When we think of justice-making, we usually think of taking action–like joining a peace action network, sending messages to elected officials about legislation, marching for peace and human rights, or organizing in our communities to make life better, safer and more just. We do not often think about the words we use–but we should.
Since 1973, the United Church of Christ has been at the forefront of efforts to promote awareness about gender-inclusive language and official policy for UCC publications. The words we use reflect the world in which we live, and words can also shape that same world, for better or for worse. Whether we are talking about God or each other, words can limit or expand our abilities to include or exclude others.
In 1993, the UCC Office for Church life and Leadership created the Inclusive Language Covenant stating the UCC stance on inclusive language and the barriers that can be created by using outdated expressions and imagery just because “it has always been done that way” and “it has been tradition!”
“There is neither Jew nor Greek, there is neither slave nor free, there is neither male nor female; for you are all one in Christ Jesus,” (Galatians 3:28). With these words, the Apostle Paul breaks through the imperfections, inequities, and historical particularities of his world to a startling vision of human unity in Christ. Like Paul, thoughtful Christians today are still concerned about the various barriers of nation, race, power, and sex that divide the human family.
In particular, many Christians who have reflected on both Jesus’ reconciling ministry and Paul’s interpretive words are today questioning their churches’ traditional use of “exclusive” language–language, that is, which uses masculine imagery and terms to describe “normative” or general human experience, or language that implies God is a “male” deity with solely masculine attributes.

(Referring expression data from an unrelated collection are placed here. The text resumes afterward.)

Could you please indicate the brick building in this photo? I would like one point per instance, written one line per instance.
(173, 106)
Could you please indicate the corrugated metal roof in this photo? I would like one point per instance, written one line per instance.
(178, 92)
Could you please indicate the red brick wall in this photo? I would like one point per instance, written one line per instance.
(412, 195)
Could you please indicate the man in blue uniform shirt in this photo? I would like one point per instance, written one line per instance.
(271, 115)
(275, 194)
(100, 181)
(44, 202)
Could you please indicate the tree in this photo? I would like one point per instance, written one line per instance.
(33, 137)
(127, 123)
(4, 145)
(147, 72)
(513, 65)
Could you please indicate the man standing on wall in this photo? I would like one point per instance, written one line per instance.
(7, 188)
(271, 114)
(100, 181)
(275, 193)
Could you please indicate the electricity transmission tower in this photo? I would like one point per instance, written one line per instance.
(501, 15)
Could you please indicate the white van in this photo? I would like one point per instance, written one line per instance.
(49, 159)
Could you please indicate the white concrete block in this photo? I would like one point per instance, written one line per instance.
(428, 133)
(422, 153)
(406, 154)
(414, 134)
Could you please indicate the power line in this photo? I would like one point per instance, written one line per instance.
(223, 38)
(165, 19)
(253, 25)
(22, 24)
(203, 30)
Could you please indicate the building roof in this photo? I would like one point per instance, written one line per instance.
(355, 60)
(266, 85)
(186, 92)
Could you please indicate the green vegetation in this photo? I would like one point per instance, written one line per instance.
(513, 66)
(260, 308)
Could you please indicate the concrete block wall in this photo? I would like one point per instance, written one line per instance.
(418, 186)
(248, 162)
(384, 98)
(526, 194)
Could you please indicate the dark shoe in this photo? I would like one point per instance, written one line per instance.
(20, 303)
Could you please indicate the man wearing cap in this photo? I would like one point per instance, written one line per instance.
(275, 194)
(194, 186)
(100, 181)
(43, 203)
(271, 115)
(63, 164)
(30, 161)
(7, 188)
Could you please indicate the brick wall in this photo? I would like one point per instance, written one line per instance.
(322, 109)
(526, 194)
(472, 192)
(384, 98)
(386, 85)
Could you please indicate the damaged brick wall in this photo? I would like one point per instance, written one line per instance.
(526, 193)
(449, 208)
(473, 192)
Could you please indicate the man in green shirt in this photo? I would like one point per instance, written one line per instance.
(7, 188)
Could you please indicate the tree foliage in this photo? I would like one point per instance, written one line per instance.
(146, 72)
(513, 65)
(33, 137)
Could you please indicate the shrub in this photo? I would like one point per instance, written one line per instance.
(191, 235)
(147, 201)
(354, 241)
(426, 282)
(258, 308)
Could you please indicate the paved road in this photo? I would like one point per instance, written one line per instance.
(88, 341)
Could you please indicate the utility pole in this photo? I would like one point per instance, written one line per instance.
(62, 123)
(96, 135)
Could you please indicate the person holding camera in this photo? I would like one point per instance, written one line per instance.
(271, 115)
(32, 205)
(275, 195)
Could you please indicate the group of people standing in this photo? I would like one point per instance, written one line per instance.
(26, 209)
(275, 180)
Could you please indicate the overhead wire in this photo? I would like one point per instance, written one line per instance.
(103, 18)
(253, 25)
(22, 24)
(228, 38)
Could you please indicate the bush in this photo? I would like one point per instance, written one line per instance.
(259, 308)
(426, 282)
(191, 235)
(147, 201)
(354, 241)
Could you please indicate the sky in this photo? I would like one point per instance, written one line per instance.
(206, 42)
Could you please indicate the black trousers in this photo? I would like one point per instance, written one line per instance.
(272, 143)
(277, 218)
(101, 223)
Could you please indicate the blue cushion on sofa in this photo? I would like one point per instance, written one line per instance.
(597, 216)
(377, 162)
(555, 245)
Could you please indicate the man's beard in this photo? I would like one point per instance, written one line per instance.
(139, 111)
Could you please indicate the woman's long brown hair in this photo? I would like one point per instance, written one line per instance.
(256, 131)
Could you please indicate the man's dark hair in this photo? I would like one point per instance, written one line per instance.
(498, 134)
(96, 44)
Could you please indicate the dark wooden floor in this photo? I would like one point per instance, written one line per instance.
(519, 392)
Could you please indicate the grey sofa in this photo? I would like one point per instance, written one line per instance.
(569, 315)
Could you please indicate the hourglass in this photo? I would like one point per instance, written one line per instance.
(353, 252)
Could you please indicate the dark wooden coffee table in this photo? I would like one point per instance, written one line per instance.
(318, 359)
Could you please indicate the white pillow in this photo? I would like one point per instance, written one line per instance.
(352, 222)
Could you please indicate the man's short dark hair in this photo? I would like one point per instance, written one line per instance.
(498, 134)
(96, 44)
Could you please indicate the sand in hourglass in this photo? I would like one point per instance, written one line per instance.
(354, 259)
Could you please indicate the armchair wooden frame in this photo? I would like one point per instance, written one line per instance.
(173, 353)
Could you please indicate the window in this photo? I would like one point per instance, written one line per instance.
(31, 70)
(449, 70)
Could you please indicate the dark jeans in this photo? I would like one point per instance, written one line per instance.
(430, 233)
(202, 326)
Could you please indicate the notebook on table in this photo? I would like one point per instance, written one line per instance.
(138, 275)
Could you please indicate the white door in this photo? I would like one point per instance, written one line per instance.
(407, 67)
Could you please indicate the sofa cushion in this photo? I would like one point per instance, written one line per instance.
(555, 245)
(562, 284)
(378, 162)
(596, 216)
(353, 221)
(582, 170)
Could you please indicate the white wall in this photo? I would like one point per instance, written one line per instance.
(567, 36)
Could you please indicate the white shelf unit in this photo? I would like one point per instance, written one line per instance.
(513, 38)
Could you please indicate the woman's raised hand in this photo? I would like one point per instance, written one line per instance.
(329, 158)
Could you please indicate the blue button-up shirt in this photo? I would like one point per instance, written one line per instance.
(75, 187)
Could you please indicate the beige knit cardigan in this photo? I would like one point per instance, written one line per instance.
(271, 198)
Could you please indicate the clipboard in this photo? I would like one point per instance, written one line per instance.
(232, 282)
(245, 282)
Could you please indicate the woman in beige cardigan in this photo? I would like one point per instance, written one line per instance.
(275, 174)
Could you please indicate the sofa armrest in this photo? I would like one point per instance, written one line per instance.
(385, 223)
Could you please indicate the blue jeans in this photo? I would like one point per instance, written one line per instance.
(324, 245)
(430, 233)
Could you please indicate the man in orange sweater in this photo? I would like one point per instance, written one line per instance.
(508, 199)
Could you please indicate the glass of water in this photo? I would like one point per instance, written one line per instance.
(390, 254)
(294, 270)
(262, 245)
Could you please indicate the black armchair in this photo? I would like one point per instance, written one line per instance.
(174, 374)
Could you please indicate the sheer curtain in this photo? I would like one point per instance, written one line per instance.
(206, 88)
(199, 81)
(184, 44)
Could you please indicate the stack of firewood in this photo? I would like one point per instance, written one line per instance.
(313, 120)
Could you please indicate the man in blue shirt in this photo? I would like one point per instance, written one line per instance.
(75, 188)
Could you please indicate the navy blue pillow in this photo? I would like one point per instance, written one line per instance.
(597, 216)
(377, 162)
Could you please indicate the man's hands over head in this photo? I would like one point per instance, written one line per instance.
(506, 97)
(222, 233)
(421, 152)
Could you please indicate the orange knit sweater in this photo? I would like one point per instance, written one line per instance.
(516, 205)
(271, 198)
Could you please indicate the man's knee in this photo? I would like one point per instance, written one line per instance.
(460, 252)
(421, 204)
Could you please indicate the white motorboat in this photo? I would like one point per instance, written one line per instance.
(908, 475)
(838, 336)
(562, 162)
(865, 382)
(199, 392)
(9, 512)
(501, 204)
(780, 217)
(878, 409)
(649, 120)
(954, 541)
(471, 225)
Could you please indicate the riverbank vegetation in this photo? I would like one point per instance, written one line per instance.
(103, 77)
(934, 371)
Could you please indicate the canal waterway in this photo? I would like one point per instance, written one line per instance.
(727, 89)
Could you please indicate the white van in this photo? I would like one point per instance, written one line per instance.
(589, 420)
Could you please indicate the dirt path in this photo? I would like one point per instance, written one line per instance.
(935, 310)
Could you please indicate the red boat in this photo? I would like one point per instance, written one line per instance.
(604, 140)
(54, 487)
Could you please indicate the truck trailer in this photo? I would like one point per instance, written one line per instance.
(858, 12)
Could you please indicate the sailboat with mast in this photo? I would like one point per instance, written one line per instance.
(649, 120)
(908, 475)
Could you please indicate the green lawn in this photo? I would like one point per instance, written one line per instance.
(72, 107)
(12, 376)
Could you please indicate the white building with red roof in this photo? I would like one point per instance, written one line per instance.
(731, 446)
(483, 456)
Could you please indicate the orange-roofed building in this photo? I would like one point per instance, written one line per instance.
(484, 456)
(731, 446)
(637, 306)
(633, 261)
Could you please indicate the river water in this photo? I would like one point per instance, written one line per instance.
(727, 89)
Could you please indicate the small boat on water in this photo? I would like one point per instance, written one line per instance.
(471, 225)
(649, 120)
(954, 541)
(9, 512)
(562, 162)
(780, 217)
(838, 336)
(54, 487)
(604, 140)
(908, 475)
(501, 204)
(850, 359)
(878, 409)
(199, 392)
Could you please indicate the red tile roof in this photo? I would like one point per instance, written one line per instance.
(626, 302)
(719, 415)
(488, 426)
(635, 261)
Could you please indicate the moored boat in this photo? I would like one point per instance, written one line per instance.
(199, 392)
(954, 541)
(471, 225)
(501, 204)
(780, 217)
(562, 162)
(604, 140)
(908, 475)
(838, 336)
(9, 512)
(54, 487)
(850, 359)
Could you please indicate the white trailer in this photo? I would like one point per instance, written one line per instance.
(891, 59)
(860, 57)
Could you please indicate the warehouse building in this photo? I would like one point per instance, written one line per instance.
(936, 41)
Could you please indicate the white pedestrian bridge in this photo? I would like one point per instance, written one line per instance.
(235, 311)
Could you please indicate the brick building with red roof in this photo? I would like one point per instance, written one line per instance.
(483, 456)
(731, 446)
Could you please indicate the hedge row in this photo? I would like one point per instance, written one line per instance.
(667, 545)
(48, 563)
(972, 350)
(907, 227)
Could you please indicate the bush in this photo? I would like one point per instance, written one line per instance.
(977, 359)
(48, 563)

Such language, it is felt, not only alienates and excludes increasing numbers of individuals from meaningful worship; even more, it subtly sanctions and perpetuates a culture, both secular and ecclesiastical, in which women and others have systematically been ignored, subordinated, and denied positions of authority.
The UCC inclusive language covenant strive to use language in such a way that gender, race, ethnicity, age, physical ability, educational attainment, financial status, and national origin not become word barriers to persons as it recognizes that all are created in the image of God and are included among the people of God.
What is sought is language to include male, female, and gender-neutral images of God, taking particular care so that they do not inadvertently suggest that God is exclusively associated with one gender. (Examples: “God in God’s wisdom” rather than “God in his wisdom; “people” rather than “men” “humankind” rather than “mankind;” “forebears” rather than “forefathers.”)
It is clear that the problem of finding appropriately inclusive language for use in the Church is a complex one, full of literal and emotional roadblocks. It is a problem that will not be solved simply by addressing God as Mother or Father or by changing hymn stanzas here and there.
The structure of liturgies, the casual forgetfulness of daily conversation, the limitations of language itself all present formidable obstacles to verbal equality. What is finally at stake, however, is the full affirmation of all God’s human creation–not just half of it. Such an affirmation will inevitably require, in the words of Christian Century editor Jean Caffey Lyles, both compassion and compromise.